The board of directors of the Ateneu Barcelonès and the workers of its Escola d’Escriptura issued a joint statement last night after a meeting of more than two hours “in order to find solutions to the conflict over mutual relations”.

The president of the Ateneu, Isona Passola, assured La Vanguardia after the meeting that it has effectively served to reduce tension, and to “smoke the pipe of peace”. “We are very happy to sit down and talk,” said Pau Pérez, director of the Escola.

The statement is brief and makes explicit the start of a dialogue “which necessarily has to conclude in a new framework that guides the relationship between the Escola and the board of directors of the Ateneu Barcelonès” with “a peer group to advance” in this regard, in addition to express the “will to put an end to manifestations of discrepancies and start a new stage of close collaboration.” A majority of the members of the board and about thirty of the 52 teachers of the Escola attended.

And it is that when Passola acceded to the presidency of the Ateneu, in March 2021, he highlighted the objective of promoting the Escola, in addition to “reversing the economic situation” of the entity.
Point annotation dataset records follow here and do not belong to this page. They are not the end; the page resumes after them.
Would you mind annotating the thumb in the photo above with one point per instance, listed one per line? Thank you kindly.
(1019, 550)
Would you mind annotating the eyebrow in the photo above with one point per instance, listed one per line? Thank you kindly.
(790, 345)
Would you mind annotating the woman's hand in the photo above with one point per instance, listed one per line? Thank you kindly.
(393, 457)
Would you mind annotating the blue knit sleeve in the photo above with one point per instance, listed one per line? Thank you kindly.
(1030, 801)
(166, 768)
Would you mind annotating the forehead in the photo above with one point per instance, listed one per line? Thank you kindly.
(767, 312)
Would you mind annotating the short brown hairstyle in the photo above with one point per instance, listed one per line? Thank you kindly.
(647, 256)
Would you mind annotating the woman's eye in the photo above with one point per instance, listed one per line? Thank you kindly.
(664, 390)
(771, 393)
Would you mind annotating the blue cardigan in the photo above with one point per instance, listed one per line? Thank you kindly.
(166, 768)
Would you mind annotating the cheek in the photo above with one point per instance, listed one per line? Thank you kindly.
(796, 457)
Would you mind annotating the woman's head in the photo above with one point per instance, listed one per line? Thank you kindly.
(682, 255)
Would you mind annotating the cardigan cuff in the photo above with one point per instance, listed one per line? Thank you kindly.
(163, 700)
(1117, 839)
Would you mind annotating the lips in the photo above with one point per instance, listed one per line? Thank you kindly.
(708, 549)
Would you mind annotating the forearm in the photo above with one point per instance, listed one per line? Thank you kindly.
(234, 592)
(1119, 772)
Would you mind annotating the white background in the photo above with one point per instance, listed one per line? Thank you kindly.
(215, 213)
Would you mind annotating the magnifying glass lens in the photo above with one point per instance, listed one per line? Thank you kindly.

Two objectives in fact parallel, because if in the previous courses the school had been one of the economic lungs of the Ateneu, the outbreak of the pandemic and the virtualization of the courses made the members who came from the school drop, which added to the increase disproportionate electricity spending has upset the budget balance: some 250,000 euros of unforeseen deficit between the two.

In an interview with this newspaper, on Thursday Passola had already insisted that “the board’s first obligation is culture, but also not to have a deficit, as a private entity, and it must be remedied”: “If the Escola falls, the Ateneu, and at the same time if Ateneu falls, they fall. It has to be fixed.”

The conflict had been escalating as a result of statements in which the president detailed the bad financial situation of the entity, for which it was proposed to the Escola that the virtual students pay a membership fee, and that happened in a context in which two resignations on the board over the firing of the library director sparked accusations of presidentialism. Passola insisted that she is “willing to show her face, but the decisions are collective.” In fact, on Thursday he wanted to maintain the conversation with the participatory presence of part of his team, the vice president and head of Culture, the philologist Lluïsa Julià, and with the member Jordi Jiménez Guirao, philosopher and part of the young renewal of the board, at 26 years old. He also assures that they accuse him of being presidential, but that the dismissal of the director of the library, Àlex Cosials, was requested by management for professional reasons.

Passola uses a metaphor to explain the situation: there is a whale stranded on a beach and you have to push very hard to return it to the water to save it, and it may break a rib, but you have to save the whale. Their perception, which Julià and Jiménez corroborate, is that there are people who are uncomfortable because they want to open the Ateneu –there was already controversy when they opened the restaurant on weekends beyond the members–. But there is a project, they say, such as the Catalan classes for foreigners offered by the Consorci de Normalització Lingüística, or the project to digitize the audiovisual collection, a heritage for which an agreement has been signed with the Fundació La Caixa, in addition to aid from the City Council and the Generalitat that with the pandemic had been stranded. And they also get muscle for a certain rejuvenation of the members and a good cultural programming.

In any case, Julià explains that the history of the Ateneu is full of disagreements and resignations in the boards, because “it is a living entity that reflects society”. From the outset it seems that the Ateneu finds a certain calm again before the celebration of the 150th anniversary, at the end of this month.